As a native Texan and someone who has spent some time in Mexico, you really nailed the feeling of both places. Was any of your writing based on personal experience with either Texas or areas of Mexico?

I try to “walk the weeds” for all the locations in my books. That’s part of why I do it! For STANDOFF, I went to Colombia, Panama and South Texas and did as much snooping around as I could. In El Paso, I went on a ridealong with an experienced Sheriff’s deputy and hung out with the Texas Rangers, all of which was a blast. I didn’t, however, venture into Juarez because I was warned in the sternest possible terms not to. But I’ve been to enough down-and-out third world cities to know what they’re like and pretty much they’re all alike. Research and my imagination filled in the blanks. So the fact that you think I got it right is a real compliment! Thanks!

I especially liked the connection with Pancho Villa. Was there a reason you decided to mold/tie your villain into him?

I was vaguely aware of Pancho Villa before I started plotting out the story. He’s an interesting character. When I stumbled across the quote, which you’ll find at the beginning of the book, nailed his inclusion in the story – Villa on his deathbed croaking, “Don’t let it end like this. Tell them I said something.” I mean, it’s a funny/weird thing to say, don’t you reckon, moments before you meet your maker? Honestly? I wasn’t totally sure how I was going to weave Villa into the story – I winged it. I do try, though, to put something oddball into each book. Those sort of details appeal to my dumb sense of humor!

Most thrillers I read the main character seems untouchable. This is one of the few titles where I thought the main character might not make it, or at least not make it intact. Was it though walking the line between having a sense of mortality and the characters “badassitude” (ok, I made that word up)?

David RollinsI’m really pleased that you think this. It’s pretty fundamental, I believe, that your hero seems vulnerable. If not, where’s the tension? I remember watching one of the Lara Croft movies starring Angelina – the first one (I didn’t bother with number two). Never at any stage in that movie did I think she was going to break as much as a fingernail and I therefore had absolutely no emotional engagement with the character (except for the usual male reaction of seeing AJ in a pushup bra and shorts with guns…) Cooper rarely gets off scott free in these adventures of his. If you go back through the books, you’ll find that he has collected some pretty nasty wounds along the way. Lucky for Cooper he never gets older than 34 otherwise he’d be completely stuffed.

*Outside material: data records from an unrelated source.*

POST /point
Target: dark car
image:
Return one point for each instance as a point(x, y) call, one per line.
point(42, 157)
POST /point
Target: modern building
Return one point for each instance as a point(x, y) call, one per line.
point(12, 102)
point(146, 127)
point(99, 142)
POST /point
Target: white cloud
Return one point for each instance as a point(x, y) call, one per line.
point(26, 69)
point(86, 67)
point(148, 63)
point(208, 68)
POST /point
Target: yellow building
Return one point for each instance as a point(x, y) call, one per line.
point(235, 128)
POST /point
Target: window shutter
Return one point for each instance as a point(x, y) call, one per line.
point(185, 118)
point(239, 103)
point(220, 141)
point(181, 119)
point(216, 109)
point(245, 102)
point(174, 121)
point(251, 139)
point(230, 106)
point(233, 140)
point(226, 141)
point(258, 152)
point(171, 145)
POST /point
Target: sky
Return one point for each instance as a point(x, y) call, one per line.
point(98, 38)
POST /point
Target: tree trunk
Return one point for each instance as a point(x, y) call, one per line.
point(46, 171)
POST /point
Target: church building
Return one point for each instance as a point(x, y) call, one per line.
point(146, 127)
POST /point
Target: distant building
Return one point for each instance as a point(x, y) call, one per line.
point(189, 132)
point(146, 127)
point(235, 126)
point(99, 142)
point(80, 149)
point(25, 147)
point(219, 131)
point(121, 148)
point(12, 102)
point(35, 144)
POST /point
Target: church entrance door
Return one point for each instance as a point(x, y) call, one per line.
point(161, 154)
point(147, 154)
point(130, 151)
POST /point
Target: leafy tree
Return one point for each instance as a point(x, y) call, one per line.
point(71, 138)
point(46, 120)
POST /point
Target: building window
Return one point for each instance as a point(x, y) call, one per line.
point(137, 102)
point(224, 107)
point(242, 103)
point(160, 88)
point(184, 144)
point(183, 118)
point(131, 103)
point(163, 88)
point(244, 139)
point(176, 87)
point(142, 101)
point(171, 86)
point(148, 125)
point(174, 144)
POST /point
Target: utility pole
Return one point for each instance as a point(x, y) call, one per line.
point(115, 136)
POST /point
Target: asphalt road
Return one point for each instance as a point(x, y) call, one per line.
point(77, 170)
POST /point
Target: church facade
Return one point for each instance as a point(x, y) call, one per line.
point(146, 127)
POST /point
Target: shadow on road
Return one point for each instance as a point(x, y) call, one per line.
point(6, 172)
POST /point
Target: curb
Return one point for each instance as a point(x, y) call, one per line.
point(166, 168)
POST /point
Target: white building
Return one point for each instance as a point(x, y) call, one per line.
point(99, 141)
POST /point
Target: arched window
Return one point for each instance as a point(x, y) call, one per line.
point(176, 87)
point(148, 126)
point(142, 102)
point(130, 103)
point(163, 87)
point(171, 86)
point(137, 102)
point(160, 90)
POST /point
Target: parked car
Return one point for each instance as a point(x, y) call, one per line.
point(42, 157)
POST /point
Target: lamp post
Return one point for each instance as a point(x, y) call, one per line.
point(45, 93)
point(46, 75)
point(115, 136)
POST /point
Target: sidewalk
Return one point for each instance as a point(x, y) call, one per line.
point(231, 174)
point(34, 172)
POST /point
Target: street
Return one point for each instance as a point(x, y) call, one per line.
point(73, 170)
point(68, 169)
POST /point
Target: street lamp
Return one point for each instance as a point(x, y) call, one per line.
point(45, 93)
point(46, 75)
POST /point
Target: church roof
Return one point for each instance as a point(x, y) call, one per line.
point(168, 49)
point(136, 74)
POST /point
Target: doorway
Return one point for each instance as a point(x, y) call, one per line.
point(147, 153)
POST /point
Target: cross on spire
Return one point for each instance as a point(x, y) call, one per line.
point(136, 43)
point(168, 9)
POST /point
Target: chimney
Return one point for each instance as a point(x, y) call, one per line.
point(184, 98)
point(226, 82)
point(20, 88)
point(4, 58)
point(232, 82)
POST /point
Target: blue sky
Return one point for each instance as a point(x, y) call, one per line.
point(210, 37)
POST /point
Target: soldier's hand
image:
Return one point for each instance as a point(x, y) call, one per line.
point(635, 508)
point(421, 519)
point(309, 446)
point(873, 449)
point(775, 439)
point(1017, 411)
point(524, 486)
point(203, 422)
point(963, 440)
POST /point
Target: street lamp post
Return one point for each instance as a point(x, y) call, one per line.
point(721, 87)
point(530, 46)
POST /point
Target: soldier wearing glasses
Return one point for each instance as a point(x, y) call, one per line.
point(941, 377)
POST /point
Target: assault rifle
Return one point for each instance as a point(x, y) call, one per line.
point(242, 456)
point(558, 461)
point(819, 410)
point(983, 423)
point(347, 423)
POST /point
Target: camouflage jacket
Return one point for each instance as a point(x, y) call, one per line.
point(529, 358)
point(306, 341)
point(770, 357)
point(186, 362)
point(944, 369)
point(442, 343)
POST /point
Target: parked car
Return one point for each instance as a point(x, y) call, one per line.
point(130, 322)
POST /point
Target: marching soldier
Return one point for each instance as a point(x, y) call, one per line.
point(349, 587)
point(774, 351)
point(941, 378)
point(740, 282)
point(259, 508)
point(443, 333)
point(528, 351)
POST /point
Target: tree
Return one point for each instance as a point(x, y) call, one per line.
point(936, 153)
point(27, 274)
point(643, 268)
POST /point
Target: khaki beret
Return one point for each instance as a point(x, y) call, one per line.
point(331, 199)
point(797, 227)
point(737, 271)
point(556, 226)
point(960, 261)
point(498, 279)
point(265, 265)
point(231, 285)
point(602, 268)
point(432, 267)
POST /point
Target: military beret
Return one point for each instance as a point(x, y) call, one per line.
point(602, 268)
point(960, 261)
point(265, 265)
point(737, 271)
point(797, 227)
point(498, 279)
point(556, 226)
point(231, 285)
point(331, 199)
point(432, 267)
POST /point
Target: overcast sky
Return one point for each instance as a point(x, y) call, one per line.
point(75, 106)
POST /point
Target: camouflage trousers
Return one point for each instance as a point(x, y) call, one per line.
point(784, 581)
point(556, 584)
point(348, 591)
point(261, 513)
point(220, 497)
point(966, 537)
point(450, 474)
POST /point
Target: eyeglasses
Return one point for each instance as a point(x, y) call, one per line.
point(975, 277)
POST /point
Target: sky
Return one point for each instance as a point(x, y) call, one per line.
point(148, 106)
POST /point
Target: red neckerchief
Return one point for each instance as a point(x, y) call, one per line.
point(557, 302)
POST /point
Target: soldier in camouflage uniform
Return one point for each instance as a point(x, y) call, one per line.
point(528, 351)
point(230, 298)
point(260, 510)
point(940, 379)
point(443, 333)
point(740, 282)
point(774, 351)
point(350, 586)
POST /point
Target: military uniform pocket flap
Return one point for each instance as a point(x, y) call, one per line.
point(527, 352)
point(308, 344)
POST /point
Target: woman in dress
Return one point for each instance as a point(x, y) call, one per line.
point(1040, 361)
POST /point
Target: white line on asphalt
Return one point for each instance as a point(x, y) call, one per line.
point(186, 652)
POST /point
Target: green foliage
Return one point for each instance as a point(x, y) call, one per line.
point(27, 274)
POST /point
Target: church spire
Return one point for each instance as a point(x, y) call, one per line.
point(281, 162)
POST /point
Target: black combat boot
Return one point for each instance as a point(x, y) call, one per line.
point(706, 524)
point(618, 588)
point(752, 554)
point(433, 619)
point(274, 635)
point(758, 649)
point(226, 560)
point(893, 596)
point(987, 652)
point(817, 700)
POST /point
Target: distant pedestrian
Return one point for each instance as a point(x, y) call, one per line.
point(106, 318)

The final action piece of this book was fairly intense. Was that the planned ending all along, or did it grow as the book was being written?

I usually have the a set piece and/or scenes in mind early on in the plotting process and these grow in detail and scope, often, as the writing progresses. If you’re referring to the scene towards the end of the book – Cooper’s escape from the encampment – yes, that was in my mind from the beginning. The big one at Del Rio occurred to me somewhere along the way. But I knew there was going to be an attack mounted by those bikes at some point. I initially thought about them smashing Columbus, a repeat of Villa’s attack. But the nearer I got to this scene, the more I was sure it was all too obvious. Luckily there was an alternative that even surprised me, which is always gratifying. In fact, mostly I have a pretty good idea before I start writing where the book will finish. But sometime during the process, invariably an alternative closure occurs to me like a flash of realisation and I always yry to incorporate it somehow. Being surprised – that’s part of the fun, too!

Thanks again for the fun read and taking the time to answer these questions.

No probs, Travis. I’m pleased to be asked!